We are busy downsizing and getting rid of things we have had for the best part of 42 years. I placed a ‘for sale’ advert in the local paper advertising a filing cabinet. It was an ordinary, unremarkable 4-drawer metal cabinet, slightly battered and a bit rusty. The asking price was £10.
On the day it appeared in the paper, a lady rang up to enquire about the cabinet. She asked me lots of questions, what colour was it? (light grey), what size was it? (the size all 4-drawer cabinets are), would it take ordinary hanging files? (yes), could you deliver it? (depends where you are)….and so on. My powers of description are somewhat limited when it comes to describing a filing cabinet, particularly one that I have taken for granted for 42 years. We agreed that I’d deliver it since she lived only a mile or so away.
I should explain that the filing cabinet was in the cellar. It took an hour of huffing and puffing to get it out of the cellar and into the back of the Volvo Estate. Part of this time was taken working out how the hell to get the drawers back on their runners. Eventually triumphant, I drove to the address I had been given.
I couldn’t pull up immediately outside because other cars were parked there. I walked back and noticed that the house looked neglected and that all the curtains were drawn. I phoned on my mobile to check I had got the address right and said I was standing outside but couldn’t help but notice that all the curtains were drawn. The lady offered no explanation and opened the front door. She was a large woman of about sixty dressed totally in black with bare feet. She asked me where the filing cabinet was and I said I’d like her to take a look at it before I got it out of the Volvo just to make sure it was what she wanted. She tottered down the street in her bare feet, took one glance at the cabinet and said it was perfect, exactly right. Then she disappeared back in to her house.
I unloaded the cabinet and got it onto my trolley.

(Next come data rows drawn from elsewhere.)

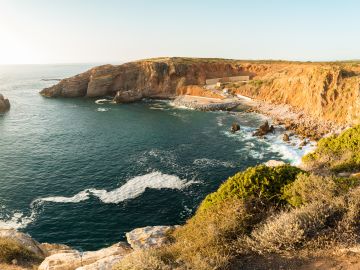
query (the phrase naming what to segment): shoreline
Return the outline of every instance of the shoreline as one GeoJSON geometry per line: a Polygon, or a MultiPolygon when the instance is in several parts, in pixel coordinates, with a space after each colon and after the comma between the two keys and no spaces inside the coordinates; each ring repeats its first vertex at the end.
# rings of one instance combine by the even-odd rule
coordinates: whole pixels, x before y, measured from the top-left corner
{"type": "Polygon", "coordinates": [[[301,138],[312,141],[338,134],[348,128],[331,121],[315,120],[314,117],[288,104],[274,104],[242,95],[226,99],[183,95],[176,97],[171,103],[176,107],[199,111],[232,111],[238,106],[248,106],[247,112],[268,116],[274,125],[284,126],[286,131],[294,132],[301,138]]]}

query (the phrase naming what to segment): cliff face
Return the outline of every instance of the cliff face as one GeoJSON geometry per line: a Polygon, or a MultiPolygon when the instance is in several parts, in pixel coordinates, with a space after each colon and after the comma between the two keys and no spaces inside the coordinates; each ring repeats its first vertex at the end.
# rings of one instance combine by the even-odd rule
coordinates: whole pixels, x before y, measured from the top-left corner
{"type": "MultiPolygon", "coordinates": [[[[95,67],[41,91],[46,97],[143,97],[191,94],[207,78],[250,75],[227,87],[236,94],[289,104],[313,117],[341,124],[360,123],[360,64],[158,58],[95,67]],[[184,88],[185,87],[185,88],[184,88]],[[194,90],[195,88],[193,88],[194,90]]],[[[198,89],[199,90],[199,89],[198,89]]],[[[196,93],[202,91],[196,90],[196,93]]],[[[207,93],[206,91],[204,93],[207,93]]]]}
{"type": "MultiPolygon", "coordinates": [[[[141,97],[175,97],[186,85],[202,85],[208,77],[232,76],[242,67],[228,60],[150,59],[119,66],[99,66],[64,79],[41,94],[46,97],[100,97],[136,92],[141,97]]],[[[131,94],[129,94],[131,96],[131,94]]]]}
{"type": "Polygon", "coordinates": [[[234,93],[289,104],[321,120],[360,123],[360,65],[289,64],[231,88],[234,93]]]}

Unfortunately, the trolley wheels refused to go up over the lip on the front doorstep. Eventually the lady lent me two large battered books and I managed to haul the trolley over the threshold. Inside, was a small front room with papers everywhere; all over the floor, on every chair and surface; everywhere. It was certainly the untidiest room I have ever seen – though my wife, who once was a health visitor and went to some pretty dodgy places, says I have led a sheltered life. Piles of paper and a sofa had to be moved before the filing cabinet could make further progress.
Having got it into the front room, I asked where she wanted the cabinet put. It was then that she told me it needed to go in the small bedroom upstairs. I remained calm, even outwardly cheerful, and asked if I could examine the stairs. They were steep and narrow (not much wider than a filing cabinet) and had a nasty bend half way up. They were also covered in piles of papers! I said that I very much doubted the filing cabinet would make it round the bend but I’d give it a go. To be honest, having got the blasted thing this far, I was determined not to have to take it back home again. Papers, books, and various unwashed mugs were cleared aside. I took the drawers out of the filing cabinet and, with the cabinet balanced precariously on the third step of the stairs, the lady offered to help. There was nothing for it but to bring the cabinet back down again to allow her to pass. Then with me lifting from below and her pulling from above, with a considerable amount of wobbly cleavage on display, we inched the cabinet, step by step, up the stairs and manoeuvred it (just) round the bend. The dear lady kept saying, ‘I can’t believe we are doing this’ when all the while I was thinking to myself, ‘I can’t believe I’m doing this!’.
The chaos continued unabated upstairs; curtains drawn, papers everywhere, stuff piled high on the bed. I asked her where she wanted the cabinet and, as if this was a foolish question, she said she’d already cleared a space; not at all obvious to me.
Eventually, with the drawers replaced on their runners, the job was done. I muttered my apologies to the filing cabinet for abandoning it in such unattractive surroundings. The lady gave me gave me a ten pound note and I beat a retreat.
When I got home, my wife asked me what could possibly have taken so long.